Historic house in North Dakota, United States

The Harriet and Thomas Beare House is a Victorian house located on Reeves Drive in the Near Southside Historic District of Grand Forks, North Dakota. The Harriet and Thomas Beare House was added to the National Register of Historic Places in 1995. It is also known as the Margaret E. Bowler Murphy and Michael F. Murphy House.

==History==
The house was built in 1901 for real estate investor Thomas Beare.
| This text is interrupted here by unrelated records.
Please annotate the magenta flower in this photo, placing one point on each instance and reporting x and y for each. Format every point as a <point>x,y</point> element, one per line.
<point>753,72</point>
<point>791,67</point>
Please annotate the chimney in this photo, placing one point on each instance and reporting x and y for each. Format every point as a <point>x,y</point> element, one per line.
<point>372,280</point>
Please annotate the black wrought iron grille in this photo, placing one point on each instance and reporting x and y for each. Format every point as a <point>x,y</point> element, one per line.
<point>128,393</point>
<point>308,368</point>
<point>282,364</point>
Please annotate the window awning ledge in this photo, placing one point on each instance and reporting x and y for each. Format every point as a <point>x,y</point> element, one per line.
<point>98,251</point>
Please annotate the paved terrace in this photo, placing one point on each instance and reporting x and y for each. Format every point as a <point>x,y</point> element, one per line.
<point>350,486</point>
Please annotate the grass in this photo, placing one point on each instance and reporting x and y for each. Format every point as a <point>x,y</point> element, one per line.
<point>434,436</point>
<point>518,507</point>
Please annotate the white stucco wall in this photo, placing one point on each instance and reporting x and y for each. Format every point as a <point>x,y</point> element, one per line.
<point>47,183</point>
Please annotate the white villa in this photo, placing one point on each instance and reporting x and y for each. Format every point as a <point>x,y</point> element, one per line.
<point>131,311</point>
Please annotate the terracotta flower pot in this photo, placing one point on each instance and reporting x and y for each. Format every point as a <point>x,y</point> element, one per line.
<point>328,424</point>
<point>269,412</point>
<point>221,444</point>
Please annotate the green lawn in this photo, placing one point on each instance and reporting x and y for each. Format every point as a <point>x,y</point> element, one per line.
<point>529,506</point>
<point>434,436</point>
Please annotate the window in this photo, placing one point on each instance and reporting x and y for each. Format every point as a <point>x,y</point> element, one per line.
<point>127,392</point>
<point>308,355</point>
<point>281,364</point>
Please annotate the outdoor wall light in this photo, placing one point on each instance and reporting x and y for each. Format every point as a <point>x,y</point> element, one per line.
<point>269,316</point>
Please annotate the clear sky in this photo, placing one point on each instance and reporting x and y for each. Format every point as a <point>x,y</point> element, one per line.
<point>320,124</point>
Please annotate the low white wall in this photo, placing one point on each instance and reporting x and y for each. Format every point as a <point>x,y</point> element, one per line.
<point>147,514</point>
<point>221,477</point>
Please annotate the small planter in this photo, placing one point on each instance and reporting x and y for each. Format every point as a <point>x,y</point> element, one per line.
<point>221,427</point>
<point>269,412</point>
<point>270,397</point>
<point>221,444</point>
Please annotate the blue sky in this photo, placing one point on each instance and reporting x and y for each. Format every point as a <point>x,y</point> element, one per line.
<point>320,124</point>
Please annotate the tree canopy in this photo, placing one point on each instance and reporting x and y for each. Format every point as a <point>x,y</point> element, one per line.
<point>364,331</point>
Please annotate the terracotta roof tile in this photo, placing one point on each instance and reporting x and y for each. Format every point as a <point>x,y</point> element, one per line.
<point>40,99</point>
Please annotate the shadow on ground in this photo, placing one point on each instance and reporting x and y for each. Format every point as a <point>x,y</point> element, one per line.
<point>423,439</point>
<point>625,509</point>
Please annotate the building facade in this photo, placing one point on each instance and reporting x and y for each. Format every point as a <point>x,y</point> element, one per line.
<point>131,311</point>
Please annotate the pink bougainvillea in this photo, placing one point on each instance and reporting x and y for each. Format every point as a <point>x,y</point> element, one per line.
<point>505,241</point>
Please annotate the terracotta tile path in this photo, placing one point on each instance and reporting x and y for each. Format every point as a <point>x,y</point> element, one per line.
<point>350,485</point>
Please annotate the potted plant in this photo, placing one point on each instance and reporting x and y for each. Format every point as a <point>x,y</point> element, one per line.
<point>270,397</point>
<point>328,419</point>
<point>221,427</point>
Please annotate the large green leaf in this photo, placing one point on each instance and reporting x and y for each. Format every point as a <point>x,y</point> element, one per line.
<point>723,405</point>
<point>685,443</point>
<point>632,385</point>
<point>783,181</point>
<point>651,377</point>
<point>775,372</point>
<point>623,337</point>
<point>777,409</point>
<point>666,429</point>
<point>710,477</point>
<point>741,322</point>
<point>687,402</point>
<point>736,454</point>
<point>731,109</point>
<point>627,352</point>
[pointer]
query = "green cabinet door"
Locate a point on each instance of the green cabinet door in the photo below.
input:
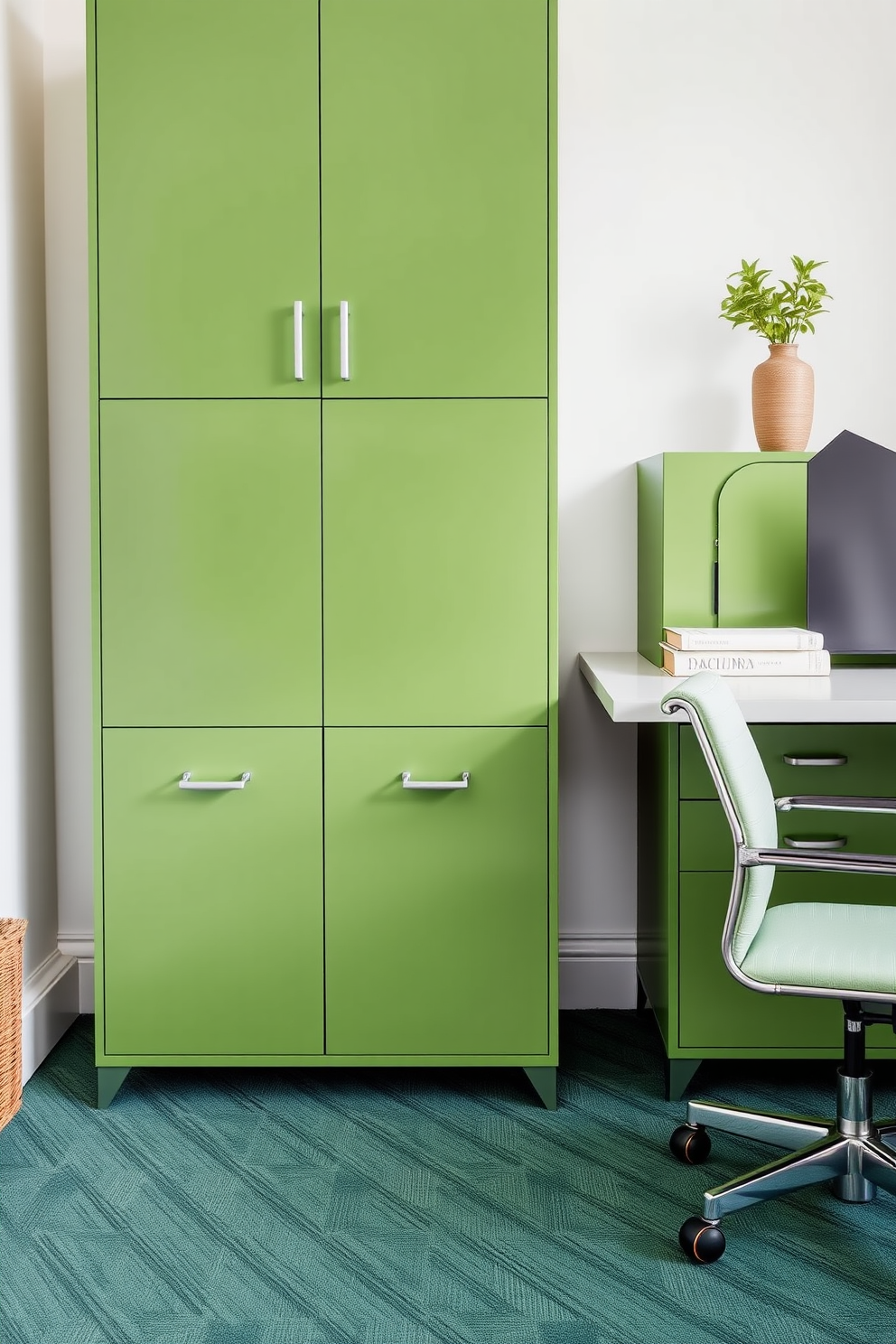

In 1903, he sold the home to state senator and Grand Forks Mayor Michael F. Murphy (1858-1930) and his wife Margaret Bowler Murphy (1857–1917). They enlarged and remodeled the residence, building an addition for their family.
The house was located on the most prestigious residential street in Grand Forks, and exemplifies the conspicuous consumption of the cities' elite during the Progressive Era and the growth of the Second Dakota Boom (1889-1915).

The house is a significant example of the Queen Anne style with elements taken from the Classical Revival style. Queen Anne details include decorative chimneys, complexity of roof shapes such as conical turrets and hipped roof dormers, finials, and fish-scale shingled gable ends. The house is a relatively simple expression of the style and shows signs of transition into the Classical Revival style in its symmetrical facade, Ionic columns, Doric details, and regular footprint. A notable feature is the Porte-cochere which is fairly rare in Grand Forks.